L’hypothèse d’une opération militaire en Libye devient de plus en plus concrète. Dans un entretien au quotidien italien Il Corriere della Serala ministre italienne de la Défense, Roberta Pinotti, a notamment fait état de discussions de plus en plus poussées concernant la possibilité d’une intervention internationale.

« Au cours du mois écoulé, nous avons travaillé d’une manière plus diligente avec les Américains, les Britanniques et les Français », a précisé la ministre. « Il y a un travail plus concret de rassemblement d’informations et de formulation de plans possible sur la base des risques prévisibles », a-t-elle expliqué,  tout en soulignant: « Nous sommes tous d’accord sur le fait que nous devons éviter une action non-coordonnée ».

Quant aux temps d’une telle intervention, si la ministre italienne estime que « nous ne pouvons pas imaginer de faire passer le printemps avec une situation encore dans l’impasse en Libye », elle a toutefois exclu toute « accélération », surtout « unilatérale« .
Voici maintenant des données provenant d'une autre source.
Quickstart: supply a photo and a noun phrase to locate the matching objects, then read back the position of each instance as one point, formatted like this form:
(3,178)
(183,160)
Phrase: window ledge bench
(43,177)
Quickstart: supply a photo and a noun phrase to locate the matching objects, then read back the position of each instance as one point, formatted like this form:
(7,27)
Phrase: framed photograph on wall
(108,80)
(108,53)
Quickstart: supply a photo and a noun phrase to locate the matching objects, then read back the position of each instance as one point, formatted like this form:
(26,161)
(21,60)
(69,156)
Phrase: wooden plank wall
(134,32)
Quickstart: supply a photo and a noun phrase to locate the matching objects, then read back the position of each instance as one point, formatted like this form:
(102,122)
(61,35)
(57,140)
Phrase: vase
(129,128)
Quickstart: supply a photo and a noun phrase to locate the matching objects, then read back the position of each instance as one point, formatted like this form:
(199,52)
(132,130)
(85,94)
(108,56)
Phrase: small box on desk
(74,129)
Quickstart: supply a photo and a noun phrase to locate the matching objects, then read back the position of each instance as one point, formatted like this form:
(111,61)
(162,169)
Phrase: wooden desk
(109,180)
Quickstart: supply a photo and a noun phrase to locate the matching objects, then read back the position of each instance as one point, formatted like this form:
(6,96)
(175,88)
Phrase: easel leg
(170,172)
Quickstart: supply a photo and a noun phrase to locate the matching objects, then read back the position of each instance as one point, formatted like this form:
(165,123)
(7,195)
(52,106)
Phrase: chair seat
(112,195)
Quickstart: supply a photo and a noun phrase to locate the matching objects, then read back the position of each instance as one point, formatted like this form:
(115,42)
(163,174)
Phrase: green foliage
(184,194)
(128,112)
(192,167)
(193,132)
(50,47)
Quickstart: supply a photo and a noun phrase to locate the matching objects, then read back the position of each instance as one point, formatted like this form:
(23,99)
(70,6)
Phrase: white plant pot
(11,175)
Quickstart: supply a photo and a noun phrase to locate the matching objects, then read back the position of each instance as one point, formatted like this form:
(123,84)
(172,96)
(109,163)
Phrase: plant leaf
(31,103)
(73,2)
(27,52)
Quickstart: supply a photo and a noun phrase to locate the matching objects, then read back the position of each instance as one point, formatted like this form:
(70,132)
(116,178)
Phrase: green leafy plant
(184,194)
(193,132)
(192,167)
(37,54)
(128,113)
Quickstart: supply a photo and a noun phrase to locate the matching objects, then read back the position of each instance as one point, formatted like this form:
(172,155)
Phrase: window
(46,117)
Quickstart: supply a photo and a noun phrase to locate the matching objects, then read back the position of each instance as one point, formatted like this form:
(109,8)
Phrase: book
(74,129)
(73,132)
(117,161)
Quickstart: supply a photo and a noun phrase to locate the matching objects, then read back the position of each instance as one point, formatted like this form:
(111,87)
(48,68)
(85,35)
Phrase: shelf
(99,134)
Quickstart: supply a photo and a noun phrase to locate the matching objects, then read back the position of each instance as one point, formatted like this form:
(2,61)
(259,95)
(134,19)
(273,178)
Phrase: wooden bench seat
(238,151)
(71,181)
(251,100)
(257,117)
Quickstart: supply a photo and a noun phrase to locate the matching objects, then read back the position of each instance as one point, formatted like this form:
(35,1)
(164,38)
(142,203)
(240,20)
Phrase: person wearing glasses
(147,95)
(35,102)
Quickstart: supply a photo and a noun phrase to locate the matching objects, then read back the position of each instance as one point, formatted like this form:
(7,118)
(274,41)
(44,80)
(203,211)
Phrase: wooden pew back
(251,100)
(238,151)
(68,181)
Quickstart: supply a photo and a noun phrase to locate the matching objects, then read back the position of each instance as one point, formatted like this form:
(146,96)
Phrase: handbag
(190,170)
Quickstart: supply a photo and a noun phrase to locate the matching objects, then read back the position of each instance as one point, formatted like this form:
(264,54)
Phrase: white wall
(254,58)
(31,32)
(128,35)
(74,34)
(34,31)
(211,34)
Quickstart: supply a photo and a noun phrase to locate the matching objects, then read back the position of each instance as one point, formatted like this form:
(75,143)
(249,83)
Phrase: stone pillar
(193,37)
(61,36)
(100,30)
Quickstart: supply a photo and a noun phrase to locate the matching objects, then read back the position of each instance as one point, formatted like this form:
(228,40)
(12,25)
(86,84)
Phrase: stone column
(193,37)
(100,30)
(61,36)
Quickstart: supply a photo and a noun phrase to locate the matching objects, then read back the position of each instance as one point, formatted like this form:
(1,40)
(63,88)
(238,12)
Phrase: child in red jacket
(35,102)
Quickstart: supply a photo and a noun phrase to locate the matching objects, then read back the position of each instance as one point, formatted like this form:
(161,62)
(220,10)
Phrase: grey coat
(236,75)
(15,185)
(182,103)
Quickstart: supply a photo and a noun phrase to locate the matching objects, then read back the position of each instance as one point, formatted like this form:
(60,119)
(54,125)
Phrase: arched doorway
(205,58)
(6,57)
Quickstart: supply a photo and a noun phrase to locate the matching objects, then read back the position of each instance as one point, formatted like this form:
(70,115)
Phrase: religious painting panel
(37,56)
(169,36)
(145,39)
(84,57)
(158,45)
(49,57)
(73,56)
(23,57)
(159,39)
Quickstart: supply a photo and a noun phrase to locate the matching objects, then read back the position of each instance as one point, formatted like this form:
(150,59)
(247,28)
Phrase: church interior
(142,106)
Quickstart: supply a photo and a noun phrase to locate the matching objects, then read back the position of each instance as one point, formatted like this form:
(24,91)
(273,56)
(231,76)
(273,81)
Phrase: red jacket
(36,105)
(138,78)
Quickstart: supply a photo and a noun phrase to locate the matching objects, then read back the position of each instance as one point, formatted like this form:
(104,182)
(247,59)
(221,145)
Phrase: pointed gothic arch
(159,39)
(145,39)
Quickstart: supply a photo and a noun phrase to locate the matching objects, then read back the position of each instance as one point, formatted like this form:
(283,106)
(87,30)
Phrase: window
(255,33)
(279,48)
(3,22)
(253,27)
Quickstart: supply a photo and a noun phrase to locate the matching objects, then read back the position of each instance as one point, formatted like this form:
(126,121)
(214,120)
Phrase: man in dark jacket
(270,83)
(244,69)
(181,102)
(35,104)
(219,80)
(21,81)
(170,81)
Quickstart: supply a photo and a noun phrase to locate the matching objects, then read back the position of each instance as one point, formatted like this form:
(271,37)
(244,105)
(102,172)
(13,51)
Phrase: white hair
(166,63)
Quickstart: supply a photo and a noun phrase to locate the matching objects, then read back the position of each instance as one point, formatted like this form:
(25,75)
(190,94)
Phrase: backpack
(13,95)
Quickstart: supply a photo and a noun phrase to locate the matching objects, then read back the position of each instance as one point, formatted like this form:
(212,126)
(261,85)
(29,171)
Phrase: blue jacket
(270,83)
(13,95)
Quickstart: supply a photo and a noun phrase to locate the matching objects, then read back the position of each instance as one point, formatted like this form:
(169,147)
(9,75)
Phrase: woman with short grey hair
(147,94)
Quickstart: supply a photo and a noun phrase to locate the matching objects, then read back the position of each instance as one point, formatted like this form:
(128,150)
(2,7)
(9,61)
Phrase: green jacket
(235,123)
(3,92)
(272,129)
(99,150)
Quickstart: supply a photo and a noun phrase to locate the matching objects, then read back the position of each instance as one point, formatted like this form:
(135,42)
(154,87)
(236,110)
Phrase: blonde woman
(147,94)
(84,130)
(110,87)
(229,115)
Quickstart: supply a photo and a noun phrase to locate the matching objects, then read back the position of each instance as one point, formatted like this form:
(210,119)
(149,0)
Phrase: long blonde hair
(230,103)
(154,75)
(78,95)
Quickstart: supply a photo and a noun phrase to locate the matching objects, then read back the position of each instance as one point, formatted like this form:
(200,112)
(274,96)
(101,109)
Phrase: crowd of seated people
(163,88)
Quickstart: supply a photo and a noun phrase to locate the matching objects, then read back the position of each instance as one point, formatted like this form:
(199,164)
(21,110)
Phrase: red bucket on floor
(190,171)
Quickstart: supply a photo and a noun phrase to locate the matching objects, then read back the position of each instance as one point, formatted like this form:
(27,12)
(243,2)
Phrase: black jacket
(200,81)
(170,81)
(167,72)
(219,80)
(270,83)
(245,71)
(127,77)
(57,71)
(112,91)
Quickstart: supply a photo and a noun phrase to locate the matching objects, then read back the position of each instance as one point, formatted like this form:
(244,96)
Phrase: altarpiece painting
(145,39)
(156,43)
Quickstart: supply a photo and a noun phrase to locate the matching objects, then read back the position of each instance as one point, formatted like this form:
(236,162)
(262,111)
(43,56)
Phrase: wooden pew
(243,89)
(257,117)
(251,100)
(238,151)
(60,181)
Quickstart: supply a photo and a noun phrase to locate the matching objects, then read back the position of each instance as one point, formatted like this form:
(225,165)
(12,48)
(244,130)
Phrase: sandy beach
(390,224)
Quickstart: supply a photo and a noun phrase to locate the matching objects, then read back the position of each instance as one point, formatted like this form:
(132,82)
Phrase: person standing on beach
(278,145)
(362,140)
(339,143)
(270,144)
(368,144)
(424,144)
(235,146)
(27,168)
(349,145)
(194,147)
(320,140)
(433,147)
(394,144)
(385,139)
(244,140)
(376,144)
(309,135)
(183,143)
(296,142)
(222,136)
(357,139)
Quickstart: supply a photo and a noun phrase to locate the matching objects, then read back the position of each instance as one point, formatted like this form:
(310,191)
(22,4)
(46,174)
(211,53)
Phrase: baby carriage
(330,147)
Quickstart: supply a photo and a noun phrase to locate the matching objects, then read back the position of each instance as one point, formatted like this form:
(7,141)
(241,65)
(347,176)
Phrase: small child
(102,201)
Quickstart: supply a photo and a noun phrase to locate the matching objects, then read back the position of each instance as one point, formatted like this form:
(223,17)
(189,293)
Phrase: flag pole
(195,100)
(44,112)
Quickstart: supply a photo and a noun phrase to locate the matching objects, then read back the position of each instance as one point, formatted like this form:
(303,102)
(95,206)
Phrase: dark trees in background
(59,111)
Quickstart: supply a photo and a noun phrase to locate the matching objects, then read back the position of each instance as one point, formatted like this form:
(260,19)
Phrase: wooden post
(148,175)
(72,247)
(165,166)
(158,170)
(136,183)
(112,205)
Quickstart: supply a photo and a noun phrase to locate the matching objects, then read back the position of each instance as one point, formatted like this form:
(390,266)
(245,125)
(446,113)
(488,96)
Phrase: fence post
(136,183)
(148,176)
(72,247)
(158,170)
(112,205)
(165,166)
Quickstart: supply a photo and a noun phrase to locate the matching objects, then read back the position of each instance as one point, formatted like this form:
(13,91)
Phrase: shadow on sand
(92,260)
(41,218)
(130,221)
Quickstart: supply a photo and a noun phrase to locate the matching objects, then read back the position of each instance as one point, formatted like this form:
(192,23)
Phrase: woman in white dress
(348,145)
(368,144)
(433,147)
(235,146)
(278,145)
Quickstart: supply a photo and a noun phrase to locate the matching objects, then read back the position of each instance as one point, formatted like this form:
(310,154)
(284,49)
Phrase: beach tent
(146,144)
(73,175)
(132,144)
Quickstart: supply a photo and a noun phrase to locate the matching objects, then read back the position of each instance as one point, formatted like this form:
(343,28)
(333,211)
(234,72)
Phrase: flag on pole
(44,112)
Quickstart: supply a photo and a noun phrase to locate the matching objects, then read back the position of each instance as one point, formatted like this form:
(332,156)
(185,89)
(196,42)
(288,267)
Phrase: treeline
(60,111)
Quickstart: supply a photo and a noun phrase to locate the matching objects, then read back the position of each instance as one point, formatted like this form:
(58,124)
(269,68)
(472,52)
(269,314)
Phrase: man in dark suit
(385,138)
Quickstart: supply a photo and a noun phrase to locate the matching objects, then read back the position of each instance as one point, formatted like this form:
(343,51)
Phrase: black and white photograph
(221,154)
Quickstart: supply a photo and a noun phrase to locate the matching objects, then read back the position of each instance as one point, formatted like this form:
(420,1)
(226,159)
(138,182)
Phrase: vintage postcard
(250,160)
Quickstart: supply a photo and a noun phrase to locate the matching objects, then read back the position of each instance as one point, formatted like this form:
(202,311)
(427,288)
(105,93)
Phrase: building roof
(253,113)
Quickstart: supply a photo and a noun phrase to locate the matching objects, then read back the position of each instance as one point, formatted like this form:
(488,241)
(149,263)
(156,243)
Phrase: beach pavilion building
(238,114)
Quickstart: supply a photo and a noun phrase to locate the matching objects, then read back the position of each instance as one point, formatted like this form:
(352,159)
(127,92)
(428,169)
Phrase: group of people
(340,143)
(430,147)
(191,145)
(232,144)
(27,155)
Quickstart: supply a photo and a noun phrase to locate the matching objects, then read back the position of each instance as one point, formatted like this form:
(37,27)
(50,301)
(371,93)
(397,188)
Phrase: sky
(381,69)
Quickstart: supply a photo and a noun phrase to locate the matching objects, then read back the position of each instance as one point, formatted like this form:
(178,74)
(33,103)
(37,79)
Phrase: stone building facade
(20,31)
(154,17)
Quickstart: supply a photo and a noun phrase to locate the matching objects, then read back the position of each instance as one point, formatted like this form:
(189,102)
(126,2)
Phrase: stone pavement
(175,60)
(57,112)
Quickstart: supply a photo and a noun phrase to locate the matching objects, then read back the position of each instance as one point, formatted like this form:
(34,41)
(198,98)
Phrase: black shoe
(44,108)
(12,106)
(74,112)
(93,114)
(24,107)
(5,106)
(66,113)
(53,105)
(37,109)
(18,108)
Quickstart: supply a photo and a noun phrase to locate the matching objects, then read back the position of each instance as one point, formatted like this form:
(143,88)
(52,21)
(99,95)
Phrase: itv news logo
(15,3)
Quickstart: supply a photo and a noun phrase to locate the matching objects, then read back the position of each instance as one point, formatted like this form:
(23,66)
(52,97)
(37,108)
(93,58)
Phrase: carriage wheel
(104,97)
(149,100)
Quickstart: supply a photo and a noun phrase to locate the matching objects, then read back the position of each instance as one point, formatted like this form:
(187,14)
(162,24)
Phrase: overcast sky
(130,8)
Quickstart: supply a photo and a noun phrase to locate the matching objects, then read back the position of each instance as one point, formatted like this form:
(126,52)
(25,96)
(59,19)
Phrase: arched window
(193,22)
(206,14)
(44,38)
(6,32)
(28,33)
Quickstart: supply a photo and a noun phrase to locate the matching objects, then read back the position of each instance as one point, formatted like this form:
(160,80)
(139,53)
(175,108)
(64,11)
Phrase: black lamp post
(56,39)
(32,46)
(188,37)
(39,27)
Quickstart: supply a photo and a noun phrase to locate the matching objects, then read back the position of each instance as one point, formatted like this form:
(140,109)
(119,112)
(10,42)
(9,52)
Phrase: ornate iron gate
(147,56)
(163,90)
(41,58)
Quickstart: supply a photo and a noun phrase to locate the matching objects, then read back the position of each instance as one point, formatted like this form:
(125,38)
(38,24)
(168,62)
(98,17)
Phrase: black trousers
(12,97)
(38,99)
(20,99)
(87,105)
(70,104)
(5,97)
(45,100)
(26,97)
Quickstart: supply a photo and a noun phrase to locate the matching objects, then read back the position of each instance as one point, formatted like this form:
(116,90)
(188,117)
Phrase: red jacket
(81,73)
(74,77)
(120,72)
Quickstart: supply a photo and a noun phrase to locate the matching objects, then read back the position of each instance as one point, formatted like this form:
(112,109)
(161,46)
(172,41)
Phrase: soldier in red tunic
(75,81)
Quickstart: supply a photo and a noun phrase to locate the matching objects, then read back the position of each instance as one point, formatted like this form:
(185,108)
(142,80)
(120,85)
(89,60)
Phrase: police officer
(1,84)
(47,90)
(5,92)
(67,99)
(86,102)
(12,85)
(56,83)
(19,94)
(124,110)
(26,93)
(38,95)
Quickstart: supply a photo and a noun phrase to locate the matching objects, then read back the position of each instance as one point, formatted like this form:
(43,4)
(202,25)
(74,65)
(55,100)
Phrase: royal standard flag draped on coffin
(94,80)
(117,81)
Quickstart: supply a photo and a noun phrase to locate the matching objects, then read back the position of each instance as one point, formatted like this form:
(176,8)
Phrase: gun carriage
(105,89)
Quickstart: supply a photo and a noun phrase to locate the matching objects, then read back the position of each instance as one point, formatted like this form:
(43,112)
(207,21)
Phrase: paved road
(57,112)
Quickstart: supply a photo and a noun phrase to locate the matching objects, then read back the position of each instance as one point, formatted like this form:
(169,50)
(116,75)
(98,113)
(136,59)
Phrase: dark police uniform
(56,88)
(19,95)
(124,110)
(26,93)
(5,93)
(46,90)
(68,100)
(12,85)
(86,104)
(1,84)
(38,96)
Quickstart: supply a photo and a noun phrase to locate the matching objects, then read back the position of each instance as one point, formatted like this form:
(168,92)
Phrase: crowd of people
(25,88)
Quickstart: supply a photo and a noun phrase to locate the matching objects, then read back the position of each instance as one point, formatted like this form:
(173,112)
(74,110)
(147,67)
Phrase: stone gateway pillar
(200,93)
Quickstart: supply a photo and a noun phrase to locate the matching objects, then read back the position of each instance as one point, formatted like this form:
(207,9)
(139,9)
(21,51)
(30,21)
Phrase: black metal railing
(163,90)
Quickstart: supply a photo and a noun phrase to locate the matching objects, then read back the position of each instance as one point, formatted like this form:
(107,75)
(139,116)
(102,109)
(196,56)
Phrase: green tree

Une vacuité du pouvoir qui mine le pays

L’incapacité des Libyens à s’entendre rapidement sur la constitution d’un gouvernement d’union rend pour le moment impossible la formulation d’une demande d’intervention formelle. Depuis 2014, la Libye compte en effet deux gouvernements et deux parlements concurrents, les premiers installés à Tripoli et les autres -reconnus par la communauté internationale- basés dans l’est du pays. Une proposition des Nations unies pour constituer un gouvernement unifié a été rejetée cette semaine par le parlement libyen.